A Chechen refugee accused of stabbing to death a teacher in France had declared his allegiance to ISIS before the “day of jihad” attack, prosecutors said Tuesday.
Mohammed Mogouchkov, 20, recorded audio and video on his phone before the knife attack at his former school Friday that also injured three other people, according to French anti-terror prosecutor Jean-François Ricard.
In the audio clip, he declared allegiance to ISIS — and conveyed “his hatred for France, for the French, for democracy and the education he benefitted from in our country,” Ricard said.
Speaking in Arabic, Mogouchkov — who allegedly shouted “Allahu Akbar,” or “God is great,” during the deadly stabbing spree — also expressed support for Muslims in Iraq, Asia and the Palestinian territories, the prosecutor said.
He made a “very marginal” reference to Hamas terrorists’ Oct. 7 attack on Israel, but did not directly link it to Friday’s school stabbing, Ricard said.
Mogouchkov, who was born in Russia and came to live in France as a refugee in 2008, also recorded a 30-second video of himself in front of a war memorial soon before Friday’s attack at Gambetta-Carnot School in the northern city of Arras.
In that video, the suspect “repeatedly attacked, in his own words, the values of the French.
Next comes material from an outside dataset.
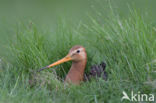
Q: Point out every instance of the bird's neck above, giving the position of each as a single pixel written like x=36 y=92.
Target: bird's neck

He expressed some particularly threatening views,” the prosecutor said.
Video footage filmed from afar then caught the attack when French language teacher Dominique Bernard, 57, was stabbed to death outside the school on a day a former Hamas leader ordered as a “day of jihad.”
Mogouchkov and two of his family members, including his 16-year-old brother and a cousin, are now being held on terrorism-related charges, Ricard said.
His brother is accused of giving “a certain amount of support” for the school attack, of being aware of Mogouchkov’s radicalization and of advising him how to handle knives, the prosecutor said.
The cousin was allegedly aware that a crime was possibly being planned but apparently did nothing to stop it, said Ricard.
Friday’s deadly attack in Arras prompted France to raise its terror alert level and deploy 7,000 troops to boost security across the country following a string of bomb threats targeting the Louvre in Paris and the Palace of Versailles.
Police detained a total of 13 people for questioning in the investigation since last Friday but 10 of those have been cleared of any wrongdoing for now, the prosecutor said.
The school in Arras where the deadly stabbing occurred was evacuated Monday in response to a bomb hoax.
Mogouchkov and his relatives were expected to appear before an anti-terrorism judge in Paris later Tuesday to be formally charged.